A small wooden structure made to look large in a forest through perspective
  • Written byAndreas Lang, Course Leader: M ARCH: Architecture, Central Saint Martins
A small wooden structure made to look large in a forest through perspective
Antoina Maisch, 2022 M ARCH: Architecture, Central Saint Martins, UAL | Photograph: Antoina Maisch

Learning from the forest

Forest School uses the forest as a tool to explore the climate and ecological emergency. The programme is led through a series of events, projects, and partnerships. There are many myths that anchor forests deep in our cultural psyches. Yet the communities that guardian forests globally, continue to be marginalised.

As many forests burn across the globe, there is a hope they may hold answers and solutions.
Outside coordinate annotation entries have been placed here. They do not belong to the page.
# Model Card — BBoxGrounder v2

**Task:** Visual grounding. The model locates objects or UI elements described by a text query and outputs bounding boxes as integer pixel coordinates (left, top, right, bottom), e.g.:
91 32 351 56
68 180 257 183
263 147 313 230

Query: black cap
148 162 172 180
Possible solutions range from using forests for carbon offsetting, to more empathic approaches. Solutions that see forests as intelligent interdependent ecosystems, embodying deep thinking.

Forest School hosted a series of lunchtime talks devised by a team at Central Saint Martins (CSM). The talks brought together; Forestry England, White Arkiteker, Colombian forest networks, UAL staff and students. They were attended by over 500 people.

Forest School was integrated into the curriculum on CSM’s M ARCH: Architecture. Associate Lecturers Paloma Gormley and Summer Islam are leading Constructive Land – a year-long research project in partnership with Forestry England. The project investigates and tests the production and application of new biobased materials drawn from “unproductive” woodland material. Students from the course designed and built an experimental timber structure, in Summer 2022. The structure facilitated teaching and community engagement within woodlands.

Forest School is being used as a case study to imagine what a forest-based satellite campus for CSM could look like. The journeys taken into the forest are helping the discovery, learning and ways we can re-form, not only the practice of art and design, but the ways in which we live together within wider planetary systems.